Ultimately, appellate jurisdiction of state court judgments rests in the United States Supreme Court, not in the federal district court. 28 U.S.C. § 1257. A federal district court lacks subject matter jurisdiction to hear an appeal of a state court judgment (the Rooker-Feldman Doctrine). District of Columbia Court of Appeals v. Feldman, 460 U.S. 462 (1983); Rooker v. Fidelity Trust Co., 263 U.S. 413 (1923). See Bianchi v. Rylaarsdam, 334 F.3d 895, 896 (9th Cir. 2003), cert. denied, 540 U.S. 1213 (2004). A federal complaint must be dismissed for lack of subject matter jurisdiction if the claims raised in the complaint are inextricably intertwined with the state court's decisions so that adjudication of the federal claims would undercut the state ruling or require the district court to interpret the application of state laws or procedural rules. Bianchi, 334 F.3d at 898. Put another way, a claim is inextricably intertwined with a state court judgment if the federal claim succeeds only to the extent that the state court wrongly decided the issues before it or if the relief requested in the federal action would effectively reverse the state court's decision or void its ruling. Fontana Empire Center, LLC v. City of Fontana, 307 F.3d 987, 992 (9th Cir. 2002). The Rooker-Feldman Doctrine applies to federal "cases brought by state-court losers complaining of injuries caused by state-court judgments rendered before the district court proceedings and inviting district court review and rejection of those judgments." Exxon Mobil Corp. v. Saudi Basic Industries Corp., 544 U.S. 280, 284 (2005).
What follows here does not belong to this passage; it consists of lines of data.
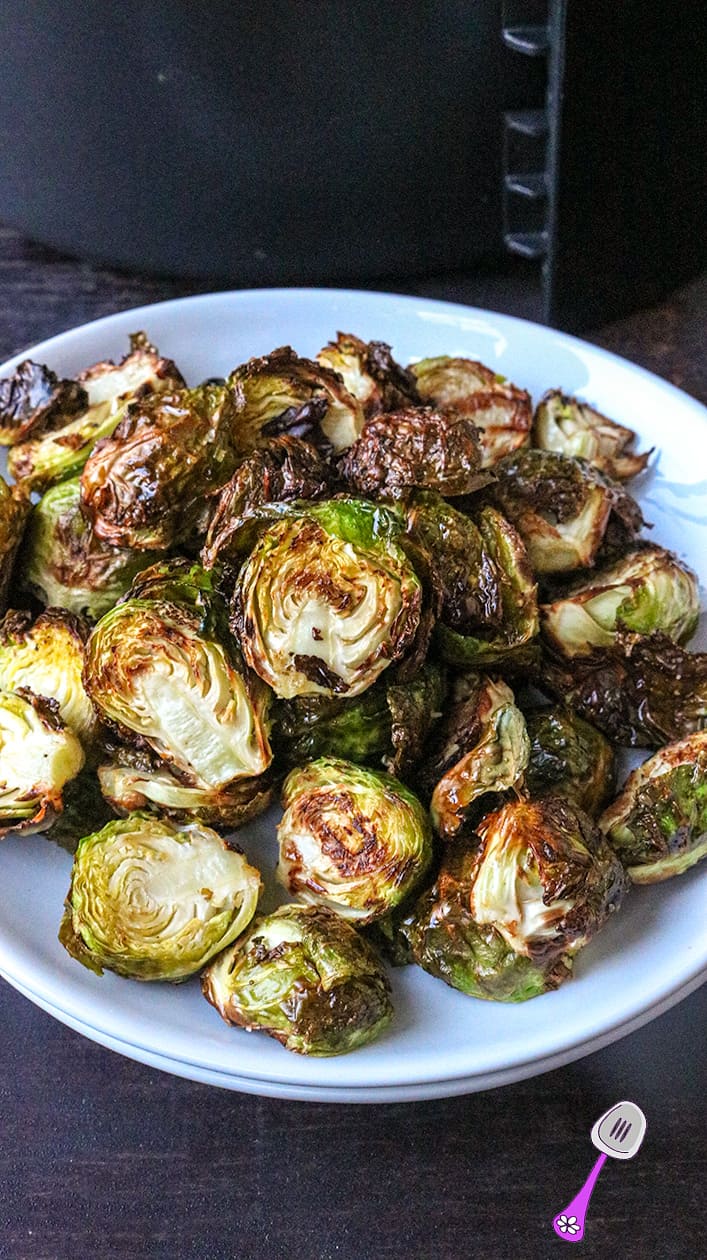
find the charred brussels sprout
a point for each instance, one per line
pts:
(562, 508)
(387, 725)
(281, 393)
(132, 784)
(350, 839)
(442, 938)
(545, 877)
(314, 726)
(282, 470)
(489, 597)
(658, 824)
(14, 509)
(83, 809)
(38, 756)
(643, 692)
(64, 563)
(146, 485)
(47, 657)
(62, 451)
(417, 447)
(328, 599)
(34, 400)
(647, 590)
(482, 749)
(306, 978)
(155, 901)
(161, 668)
(570, 759)
(369, 373)
(500, 412)
(572, 427)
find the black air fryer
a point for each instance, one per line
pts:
(316, 141)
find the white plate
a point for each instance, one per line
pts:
(441, 1042)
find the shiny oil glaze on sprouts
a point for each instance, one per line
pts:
(421, 614)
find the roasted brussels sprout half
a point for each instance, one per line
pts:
(642, 692)
(47, 657)
(500, 412)
(155, 901)
(658, 824)
(417, 447)
(281, 393)
(163, 668)
(328, 597)
(369, 373)
(489, 597)
(132, 784)
(440, 934)
(63, 563)
(146, 485)
(38, 756)
(387, 725)
(14, 509)
(647, 590)
(352, 839)
(572, 427)
(34, 400)
(545, 877)
(480, 749)
(52, 456)
(306, 978)
(562, 508)
(570, 759)
(282, 470)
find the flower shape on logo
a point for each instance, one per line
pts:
(567, 1224)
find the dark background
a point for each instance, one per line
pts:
(107, 1159)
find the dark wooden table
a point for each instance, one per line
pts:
(101, 1157)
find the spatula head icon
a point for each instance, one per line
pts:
(618, 1133)
(620, 1130)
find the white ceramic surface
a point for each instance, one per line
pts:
(440, 1042)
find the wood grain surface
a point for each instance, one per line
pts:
(107, 1159)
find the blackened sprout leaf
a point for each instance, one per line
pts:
(306, 978)
(658, 823)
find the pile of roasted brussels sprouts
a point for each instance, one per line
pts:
(421, 612)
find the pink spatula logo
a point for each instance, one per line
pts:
(618, 1133)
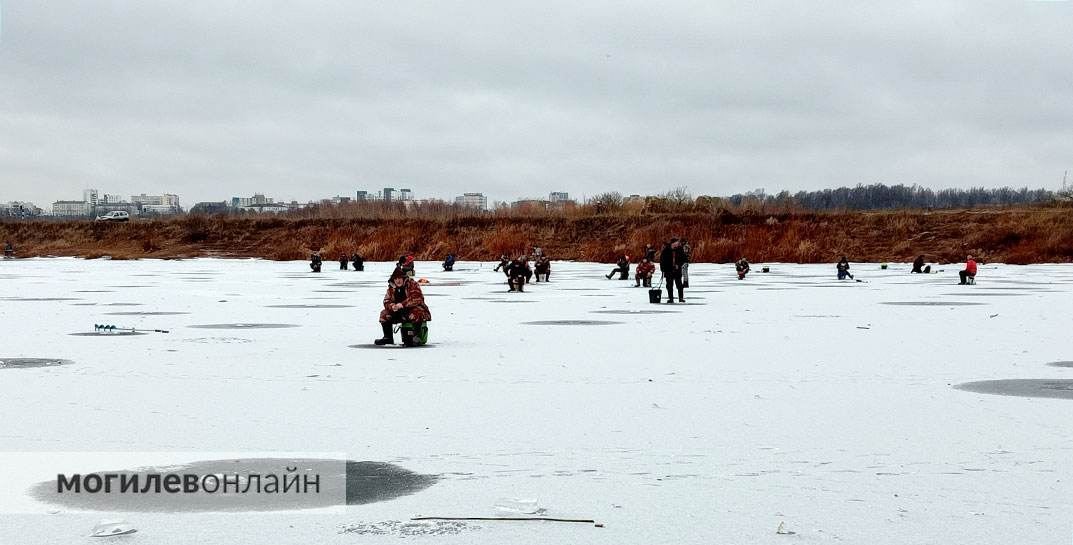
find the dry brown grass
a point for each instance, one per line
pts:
(1012, 235)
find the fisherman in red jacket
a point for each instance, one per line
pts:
(402, 303)
(970, 270)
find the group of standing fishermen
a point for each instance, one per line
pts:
(673, 260)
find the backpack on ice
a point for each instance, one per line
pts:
(656, 294)
(414, 335)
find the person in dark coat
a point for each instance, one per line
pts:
(622, 267)
(644, 273)
(843, 268)
(503, 262)
(518, 273)
(741, 267)
(671, 261)
(543, 267)
(402, 303)
(406, 263)
(919, 265)
(650, 253)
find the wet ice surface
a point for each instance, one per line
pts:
(710, 423)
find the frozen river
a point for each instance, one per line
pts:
(790, 397)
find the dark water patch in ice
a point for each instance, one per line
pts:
(980, 294)
(930, 303)
(340, 483)
(222, 340)
(309, 306)
(634, 311)
(41, 298)
(408, 528)
(1053, 388)
(572, 322)
(107, 334)
(29, 363)
(243, 326)
(133, 313)
(396, 345)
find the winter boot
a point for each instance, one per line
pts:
(388, 337)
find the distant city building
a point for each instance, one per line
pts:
(89, 196)
(210, 207)
(472, 201)
(157, 204)
(19, 209)
(529, 204)
(70, 208)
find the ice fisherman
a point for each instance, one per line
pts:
(543, 267)
(688, 251)
(970, 270)
(518, 273)
(743, 267)
(843, 268)
(672, 258)
(503, 262)
(919, 265)
(406, 263)
(402, 303)
(644, 273)
(621, 267)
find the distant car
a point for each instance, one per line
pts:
(115, 216)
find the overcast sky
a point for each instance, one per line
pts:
(311, 99)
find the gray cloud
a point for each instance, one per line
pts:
(303, 100)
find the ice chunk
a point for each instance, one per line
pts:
(516, 506)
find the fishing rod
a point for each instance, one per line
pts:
(115, 328)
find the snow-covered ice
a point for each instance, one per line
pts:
(790, 397)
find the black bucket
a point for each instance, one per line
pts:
(655, 296)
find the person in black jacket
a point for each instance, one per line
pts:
(919, 265)
(622, 267)
(517, 274)
(503, 262)
(543, 267)
(671, 261)
(843, 268)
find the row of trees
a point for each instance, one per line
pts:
(879, 196)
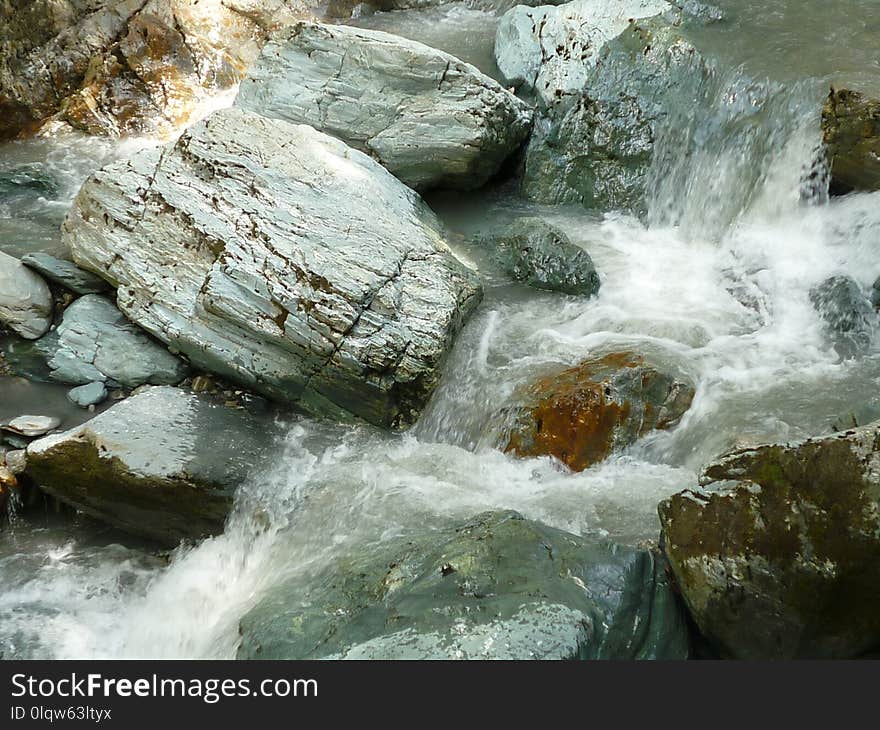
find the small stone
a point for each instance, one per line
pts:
(86, 396)
(16, 461)
(32, 426)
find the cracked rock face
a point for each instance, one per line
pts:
(163, 463)
(603, 73)
(582, 414)
(280, 258)
(782, 558)
(25, 299)
(429, 118)
(123, 66)
(495, 587)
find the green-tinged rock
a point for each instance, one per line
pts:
(580, 415)
(783, 559)
(65, 273)
(163, 464)
(851, 132)
(496, 587)
(848, 315)
(540, 255)
(96, 343)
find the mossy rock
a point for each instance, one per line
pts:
(782, 560)
(496, 587)
(580, 415)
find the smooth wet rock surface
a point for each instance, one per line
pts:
(542, 256)
(25, 299)
(582, 414)
(496, 587)
(429, 118)
(281, 259)
(851, 133)
(96, 343)
(163, 463)
(848, 314)
(779, 557)
(65, 273)
(604, 75)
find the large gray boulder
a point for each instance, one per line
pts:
(495, 587)
(96, 343)
(604, 73)
(164, 463)
(280, 258)
(428, 117)
(25, 299)
(778, 555)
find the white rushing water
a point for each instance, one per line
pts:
(715, 285)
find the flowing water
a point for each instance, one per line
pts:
(714, 283)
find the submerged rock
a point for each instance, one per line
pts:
(783, 560)
(496, 587)
(580, 415)
(851, 132)
(428, 117)
(96, 343)
(163, 463)
(65, 273)
(25, 299)
(123, 66)
(847, 313)
(604, 75)
(542, 256)
(279, 258)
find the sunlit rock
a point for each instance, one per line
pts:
(124, 66)
(542, 256)
(580, 415)
(163, 464)
(25, 299)
(851, 132)
(429, 118)
(779, 557)
(495, 587)
(282, 259)
(603, 73)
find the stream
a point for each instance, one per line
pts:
(714, 283)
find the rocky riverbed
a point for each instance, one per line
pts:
(439, 330)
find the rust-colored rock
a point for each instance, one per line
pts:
(582, 414)
(851, 132)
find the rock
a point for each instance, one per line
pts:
(604, 76)
(163, 464)
(31, 426)
(580, 415)
(16, 461)
(851, 132)
(542, 256)
(281, 259)
(65, 273)
(96, 343)
(496, 587)
(123, 66)
(428, 117)
(783, 559)
(88, 395)
(25, 299)
(847, 313)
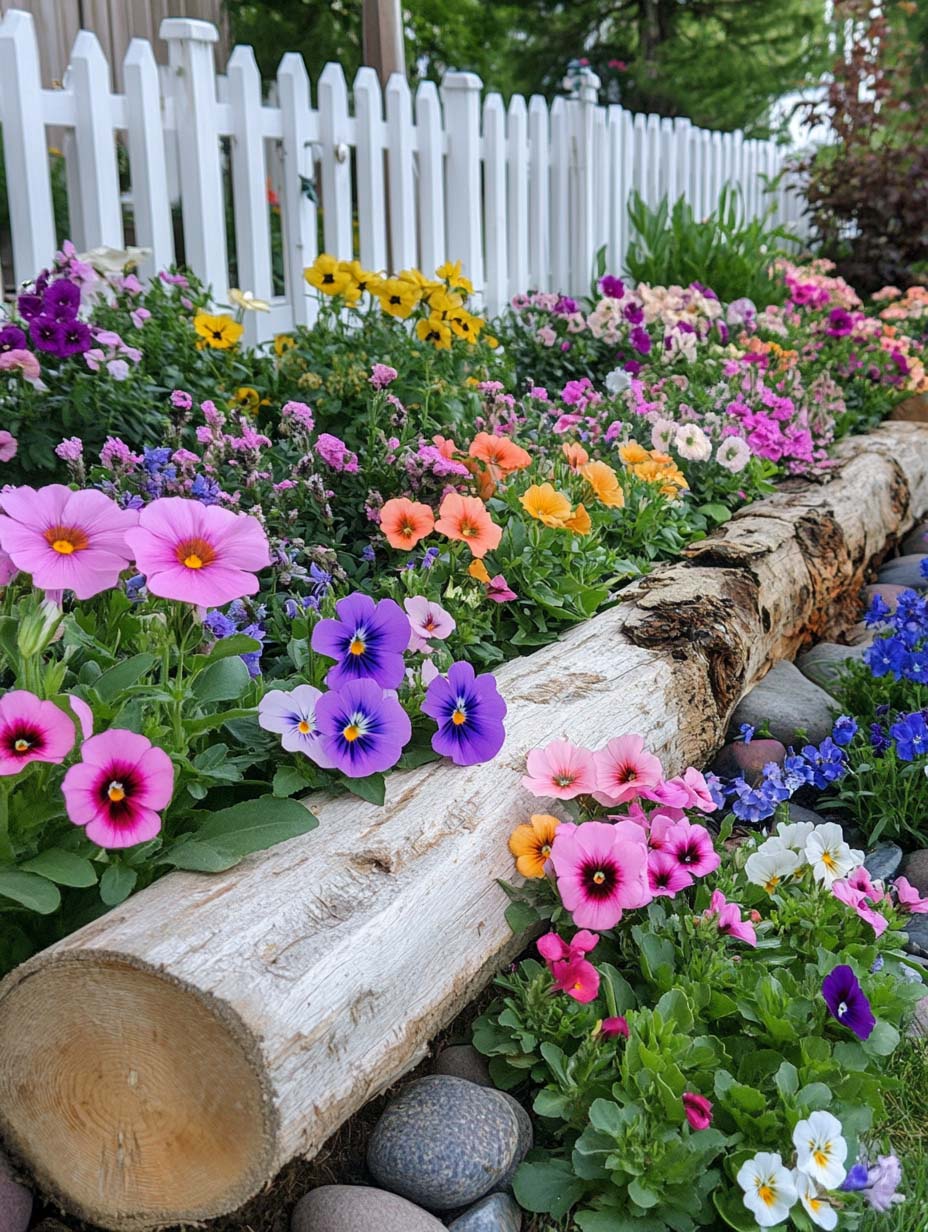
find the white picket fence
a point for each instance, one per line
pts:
(524, 195)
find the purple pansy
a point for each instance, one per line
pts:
(470, 713)
(367, 640)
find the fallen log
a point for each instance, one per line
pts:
(162, 1063)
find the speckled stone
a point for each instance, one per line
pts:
(786, 701)
(462, 1061)
(499, 1212)
(359, 1209)
(444, 1142)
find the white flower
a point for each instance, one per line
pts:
(770, 864)
(769, 1189)
(817, 1206)
(830, 855)
(821, 1150)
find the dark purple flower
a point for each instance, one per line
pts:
(470, 713)
(367, 640)
(847, 1002)
(362, 729)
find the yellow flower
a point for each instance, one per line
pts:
(605, 484)
(550, 506)
(218, 333)
(434, 330)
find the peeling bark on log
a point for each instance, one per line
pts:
(163, 1062)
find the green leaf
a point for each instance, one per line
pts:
(28, 890)
(63, 867)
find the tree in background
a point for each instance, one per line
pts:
(724, 63)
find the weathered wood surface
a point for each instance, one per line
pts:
(163, 1062)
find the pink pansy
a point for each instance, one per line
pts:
(600, 871)
(67, 540)
(197, 553)
(427, 619)
(561, 769)
(907, 897)
(31, 731)
(624, 769)
(118, 787)
(691, 847)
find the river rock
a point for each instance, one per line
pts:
(359, 1209)
(499, 1212)
(444, 1142)
(786, 702)
(905, 571)
(884, 861)
(462, 1061)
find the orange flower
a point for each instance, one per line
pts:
(605, 483)
(499, 453)
(547, 505)
(574, 453)
(466, 519)
(406, 521)
(531, 844)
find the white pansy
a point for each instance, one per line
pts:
(821, 1148)
(769, 1189)
(816, 1204)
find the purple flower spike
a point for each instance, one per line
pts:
(847, 1002)
(362, 729)
(367, 640)
(470, 713)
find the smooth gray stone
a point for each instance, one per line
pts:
(905, 571)
(359, 1209)
(884, 861)
(444, 1142)
(499, 1212)
(786, 701)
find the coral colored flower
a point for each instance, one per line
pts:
(531, 844)
(561, 769)
(622, 769)
(406, 521)
(466, 519)
(604, 483)
(31, 731)
(364, 731)
(600, 870)
(367, 640)
(118, 789)
(470, 713)
(67, 540)
(199, 553)
(698, 1109)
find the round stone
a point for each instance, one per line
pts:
(444, 1142)
(499, 1212)
(359, 1209)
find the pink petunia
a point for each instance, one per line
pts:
(600, 871)
(67, 540)
(199, 553)
(118, 787)
(31, 731)
(624, 769)
(561, 769)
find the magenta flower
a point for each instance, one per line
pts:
(362, 729)
(31, 731)
(67, 540)
(470, 713)
(600, 870)
(562, 770)
(367, 640)
(118, 787)
(624, 769)
(199, 553)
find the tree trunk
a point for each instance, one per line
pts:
(163, 1062)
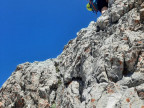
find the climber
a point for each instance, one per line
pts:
(97, 5)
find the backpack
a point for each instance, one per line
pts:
(94, 5)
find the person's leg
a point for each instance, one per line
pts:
(104, 9)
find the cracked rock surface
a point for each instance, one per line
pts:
(103, 67)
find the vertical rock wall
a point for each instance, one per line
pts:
(103, 67)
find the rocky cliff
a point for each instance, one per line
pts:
(103, 67)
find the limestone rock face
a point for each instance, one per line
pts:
(103, 67)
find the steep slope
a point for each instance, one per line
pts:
(103, 67)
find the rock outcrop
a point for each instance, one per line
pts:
(103, 67)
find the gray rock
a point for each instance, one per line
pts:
(103, 67)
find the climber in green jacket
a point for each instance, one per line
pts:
(97, 5)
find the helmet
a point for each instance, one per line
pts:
(88, 7)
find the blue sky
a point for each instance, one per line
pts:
(36, 30)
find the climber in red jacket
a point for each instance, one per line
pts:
(97, 5)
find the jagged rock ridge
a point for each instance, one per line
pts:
(103, 67)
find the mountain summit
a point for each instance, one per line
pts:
(103, 67)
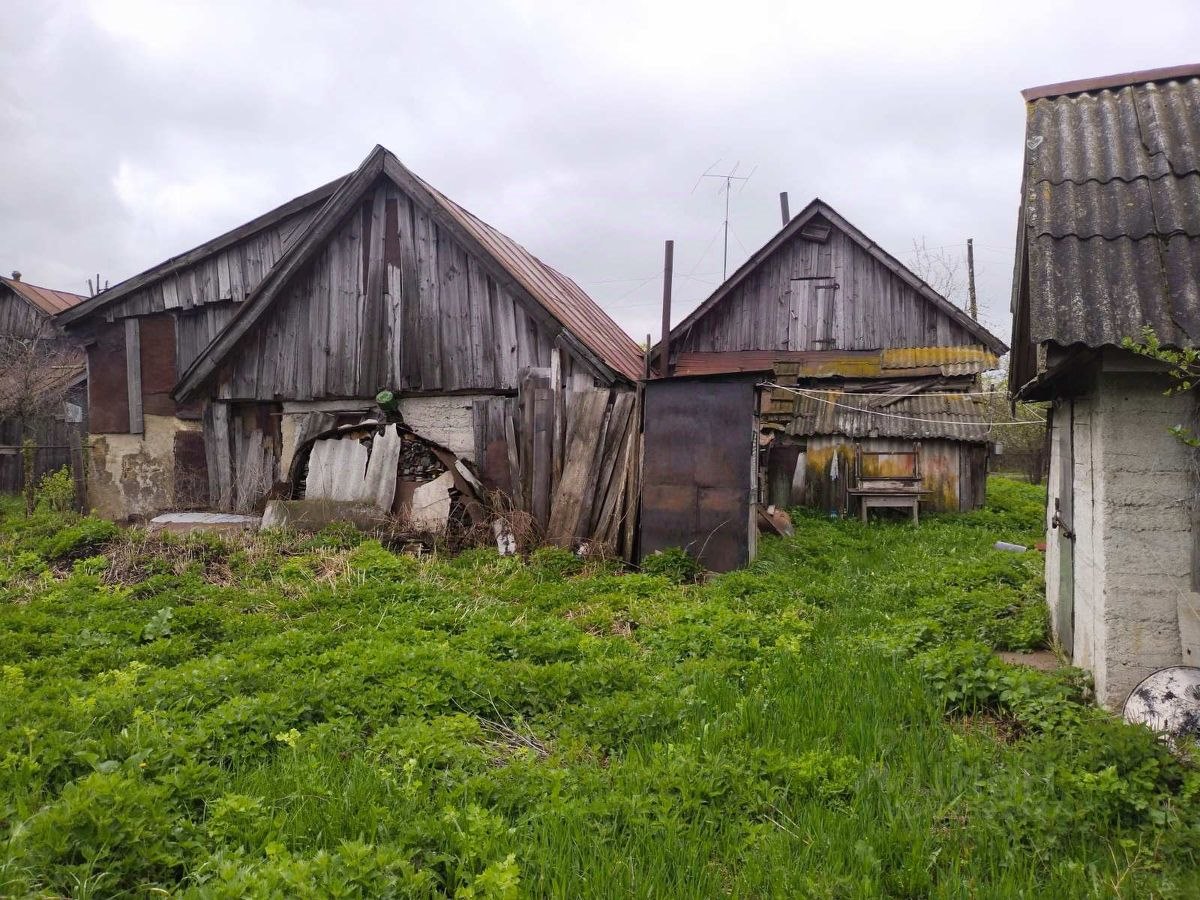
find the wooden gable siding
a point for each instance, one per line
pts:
(391, 300)
(227, 275)
(870, 310)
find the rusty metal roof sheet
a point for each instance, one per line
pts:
(49, 301)
(921, 417)
(1111, 214)
(559, 294)
(901, 361)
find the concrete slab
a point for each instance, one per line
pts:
(189, 522)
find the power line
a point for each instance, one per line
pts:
(906, 418)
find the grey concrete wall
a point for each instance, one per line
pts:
(1134, 611)
(1145, 477)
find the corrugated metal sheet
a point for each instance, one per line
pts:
(952, 417)
(841, 364)
(966, 360)
(45, 299)
(561, 295)
(1111, 214)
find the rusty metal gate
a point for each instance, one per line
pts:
(700, 468)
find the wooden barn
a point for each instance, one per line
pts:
(42, 384)
(1108, 244)
(213, 371)
(865, 355)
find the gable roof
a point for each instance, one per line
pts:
(952, 417)
(1109, 225)
(820, 208)
(587, 328)
(45, 299)
(193, 256)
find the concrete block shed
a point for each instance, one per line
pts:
(1109, 244)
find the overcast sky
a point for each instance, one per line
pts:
(136, 130)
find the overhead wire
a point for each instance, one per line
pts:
(906, 418)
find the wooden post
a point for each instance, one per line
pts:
(973, 309)
(667, 274)
(28, 461)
III. Conclusion and Recommendation
Plaintiff's complaint seeks review of a determination made in the course of a state criminal prosecution in the guise of a civil rights action against the police detectives who investigated the crime. This Court lacks jurisdiction to conduct such a review. Accordingly, the undersigned recommends that this action be dismissed with prejudice for failure to state a claim on which relief may be granted.
The undersigned also notes that Plaintiff has brought numerous civil rights actions in this Court. If, after its review of these findings and recommendations, the District Court elects to adopt them, Plaintiff will have brought three actions before this Court that were dismissed as frivolous or malicious, and for failing to state a claim on which relief may be granted. Pursuant to 28 U.S.C. § 1915(g), Plaintiff will then be precluded from bringing any further action in federal court in forma pauperis unless he "is in imminent danger of serious physical injury."
These findings and recommendations are submitted to the Honorable Anthony W. Ishii, United States District Court Judge, pursuant to the provisions of 28 U.S.C. § 636(b)(1)(B) and Rule 72-304 of the Local Rules of Practice for the United States District Court, Eastern District of California. Within thirty (30) days after being served with a copy, Plaintiff may file written objections with the court, serving a copy on all parties. Such a document should be captioned "Objections to Magistrate Judge's Findings and Recommendations." The Court will then review the Magistrate Judge's ruling pursuant to 28 U.S.C. § 636(b)(1)(C). Plaintiff advised that failure to file objections within the specified time may waive the right to appeal the District Court's order. Martinez v. Ylst, 951 F.2d 1153 (9th Cir. 1991). IT IS SO ORDERED.